The next room was much like the last, but smaller and darker.
There were more crates, along with some scattered figures draped in sheets, giving Lydia the unnerving sensation that they weren’t quite alone.
She could feel the diluted power of the Grimorium Bellum— smudgy handprints left behind by old, powerful magic.
But there was something else, as well. Some newer, fresher magic, laid like a blanket over the old, mixing the signals.
The mingling of the two created a dissonant hum that felt like a migraine, and Lydia grimaced, trying to make sense of it.
“Where did you say you went to school?” Henry was standing in the doorway, watching her.
“What?” Lydia couldn’t concentrate. The messy, dueling magic seemed to vibrate together, creating a static charge in the air. “What is that smell? Incense?”
“Cedar.”
A slow, mounting dread bubbled up inside her. “You burned cedar?

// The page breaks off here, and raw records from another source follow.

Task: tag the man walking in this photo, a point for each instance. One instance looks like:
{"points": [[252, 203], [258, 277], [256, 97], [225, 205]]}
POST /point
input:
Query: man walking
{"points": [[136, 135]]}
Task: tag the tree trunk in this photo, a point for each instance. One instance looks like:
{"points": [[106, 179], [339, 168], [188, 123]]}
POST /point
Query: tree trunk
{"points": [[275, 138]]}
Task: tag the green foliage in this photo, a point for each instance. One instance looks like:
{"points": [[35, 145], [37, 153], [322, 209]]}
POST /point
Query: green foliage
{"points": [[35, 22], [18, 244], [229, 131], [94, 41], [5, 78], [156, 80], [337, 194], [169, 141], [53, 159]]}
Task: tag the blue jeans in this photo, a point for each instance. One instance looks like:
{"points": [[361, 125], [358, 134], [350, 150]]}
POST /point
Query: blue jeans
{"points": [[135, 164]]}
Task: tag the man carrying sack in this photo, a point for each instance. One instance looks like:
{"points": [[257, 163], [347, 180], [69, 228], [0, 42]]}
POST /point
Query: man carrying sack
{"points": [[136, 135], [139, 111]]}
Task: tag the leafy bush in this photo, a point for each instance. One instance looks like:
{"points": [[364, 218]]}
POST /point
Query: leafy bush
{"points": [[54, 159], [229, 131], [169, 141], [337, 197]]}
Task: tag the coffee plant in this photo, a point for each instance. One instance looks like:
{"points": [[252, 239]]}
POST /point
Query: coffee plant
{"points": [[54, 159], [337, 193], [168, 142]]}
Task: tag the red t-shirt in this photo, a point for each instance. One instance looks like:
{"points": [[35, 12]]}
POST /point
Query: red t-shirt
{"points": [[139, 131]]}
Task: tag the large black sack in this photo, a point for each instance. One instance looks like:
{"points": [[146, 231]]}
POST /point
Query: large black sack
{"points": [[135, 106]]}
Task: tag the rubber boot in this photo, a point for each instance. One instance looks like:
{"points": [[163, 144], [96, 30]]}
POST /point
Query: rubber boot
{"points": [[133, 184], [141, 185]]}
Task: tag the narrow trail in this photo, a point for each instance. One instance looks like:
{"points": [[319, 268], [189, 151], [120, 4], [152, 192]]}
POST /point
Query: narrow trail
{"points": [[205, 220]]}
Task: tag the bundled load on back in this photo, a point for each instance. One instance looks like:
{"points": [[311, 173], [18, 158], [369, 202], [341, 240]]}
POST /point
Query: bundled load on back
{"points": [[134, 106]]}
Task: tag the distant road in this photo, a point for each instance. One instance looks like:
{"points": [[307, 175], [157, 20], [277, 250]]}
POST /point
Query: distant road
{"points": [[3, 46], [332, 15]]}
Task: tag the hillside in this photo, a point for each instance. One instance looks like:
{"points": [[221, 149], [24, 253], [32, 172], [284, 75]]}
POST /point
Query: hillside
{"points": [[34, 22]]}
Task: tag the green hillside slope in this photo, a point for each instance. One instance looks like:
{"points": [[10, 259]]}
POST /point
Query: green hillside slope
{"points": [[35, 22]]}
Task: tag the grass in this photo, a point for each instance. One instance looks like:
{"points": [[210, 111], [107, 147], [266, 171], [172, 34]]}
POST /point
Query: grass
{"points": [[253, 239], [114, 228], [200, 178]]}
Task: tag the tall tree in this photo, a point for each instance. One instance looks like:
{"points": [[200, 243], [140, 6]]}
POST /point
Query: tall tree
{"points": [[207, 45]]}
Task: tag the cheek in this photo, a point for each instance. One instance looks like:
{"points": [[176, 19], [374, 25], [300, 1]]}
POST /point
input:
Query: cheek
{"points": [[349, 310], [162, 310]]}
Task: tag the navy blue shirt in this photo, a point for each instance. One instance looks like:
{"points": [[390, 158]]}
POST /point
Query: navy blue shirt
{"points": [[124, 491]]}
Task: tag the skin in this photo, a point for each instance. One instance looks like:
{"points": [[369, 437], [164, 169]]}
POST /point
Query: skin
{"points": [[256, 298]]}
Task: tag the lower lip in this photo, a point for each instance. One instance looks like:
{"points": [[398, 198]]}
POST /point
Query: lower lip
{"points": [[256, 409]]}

Why?”
“Miss Polk.” His voice had changed.
“What?” She forced herself to block out the tangled hum of magic all around them and looked at Henry.
“You don’t work for the British Museum.” He leveled his gaze at her. “And you don’t know a thing about art.”
Lydia blinked. “How dare you. Of course I—”
“That was a Rembrandt back there. Not a Botticelli. A first-year art student would know the difference, but not you. Why is that?” He was blocking her exit.
“I…I don’t…”
“Did you come here for the book?”
Lydia looked around. She smelled the cedar smoke, saw the salt piled in the corners of the room and along the windowsill.
She felt something like panic, rising hot and dangerous in her throat. “What did you do?”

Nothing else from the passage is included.